Next, provide detailed, actionable information that will be useful to your customers right now. Inform them of any new policies that your business is adopting at this time to weather the storm and help your customers do the same.
For example, highlight any temporary offerings you are promoting, like an extension to payment deadlines or a free upgrade to a subscription. Make sure to explain how cancellations will be handled. Relay your updated company policy in detail (i.e. if you’ll be giving refunds or offering credits to be used at a later time).
Sales is at its best when helping customers to succeed. Now more than ever your priority should be supporting your customers, not trying to make a sale. The last thing you want to convey is that you’re still trying to hit your quota, make your commission and satisfy your personal needs.
Naturally, standard cold outreach won’t be appropriate at this time. At “time of writing”, there’s a lot of uncertainty, and to reach out with your usual messaging may come across as tone-deaf.

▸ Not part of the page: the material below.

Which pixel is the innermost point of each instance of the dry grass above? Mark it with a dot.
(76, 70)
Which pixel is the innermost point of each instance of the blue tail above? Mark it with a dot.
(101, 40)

Read the market and stay attuned to social shifts. Everyone is entering uncharted territory so there will be an adjustment period. Timing, as is always the case with cold emails and calls, is crucial.
When a sense of normalcy begins to set in, it’s more appropriate to reach out. Your messaging should be adjusted accordingly, however. Acknowledge that this climate may be the new normal for some time and assure your customers that you’re going to do your best to adapt and continue providing a service.
We are all in this together and you are here to help. Therefore, the best cold emails and calls will be those that truly add value in a time when your prospects need it. Ask yourself what businesses need the most right now. Then follow through with valuable, targeted messaging.
For example, if you have a product or service that can help remote-work teams boost productivity, now is a great time to highlight that solution, or the features specific to solving this pain point. Consider offering a special promotion on that product and include those details in the outreach.
By taking this approach, you are able to serve and sell in tandem, creating an ideal scenario for both your business and your customers in need.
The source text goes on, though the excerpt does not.